ORO extraction and calorimetric estimation

All steps of the ORO staining protocol were carefully followed up until the first wash with PBS after the ORO staining step. The worms were washed once with 500 µl of PBS and twice with distilled water for 5 min each. Subsequently, they were incubated twice in 60% isopropanol for 5 min each. To extract the bound ORO, the worms were placed in 100 μl of 100% isopropanol and incubated for 5–7 min on a rocking platform. 85–90 μl of the supernatant was then transferred to a 96-well plate, and the absorbance was measured at 492 nm.

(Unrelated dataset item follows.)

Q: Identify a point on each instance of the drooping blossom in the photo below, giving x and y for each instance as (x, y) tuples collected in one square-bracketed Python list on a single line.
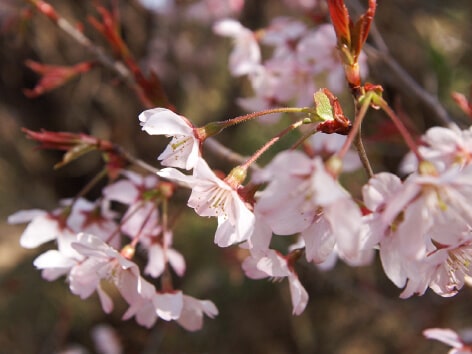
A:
[(184, 148), (191, 317), (210, 10), (303, 197), (246, 54), (214, 197), (460, 343), (103, 263), (160, 252), (149, 308), (423, 227), (270, 263), (106, 339)]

A 100% isopropanol control was used to subtract the background signal.

RNAi treatment

The RNAi procedure was carried out as previously described, with slight modifications⁷⁴. The RNAi was conducted by feeding the worms with HT115 bacteria that expressed double-stranded RNA of the target gene. The RNAi clones were obtained from RNAi feeding libraries created by Julie Ahringer and Marc Vidal’s laboratories^75,76. To begin, a single colony of RNAi bacteria was streaked onto an LB agar plate containing ampicillin (100 μg/ml) and grown overnight at 37 °C. The following day, a single bacterial colony was inoculated into 5 mL of LB broth containing ampicillin (100 μg/ml) and tetracycline (15 μg/ml) and incubated overnight in a shaker at 37 °C. To verify the accuracy of the RNAi clone, the plasmid was extracted and submitted for sequencing. Upon confirmation of the correct RNAi plasmid insert, a single colony of the bacteria was cultured overnight in 5 mL of LB broth containing ampicillin (100 μg/ml) and tetracycline (12.5 μg/ml) at 37 °C in a shaker. For every RNAi experiment, a control culture of bacteria containing the L4440 plasmid was also included.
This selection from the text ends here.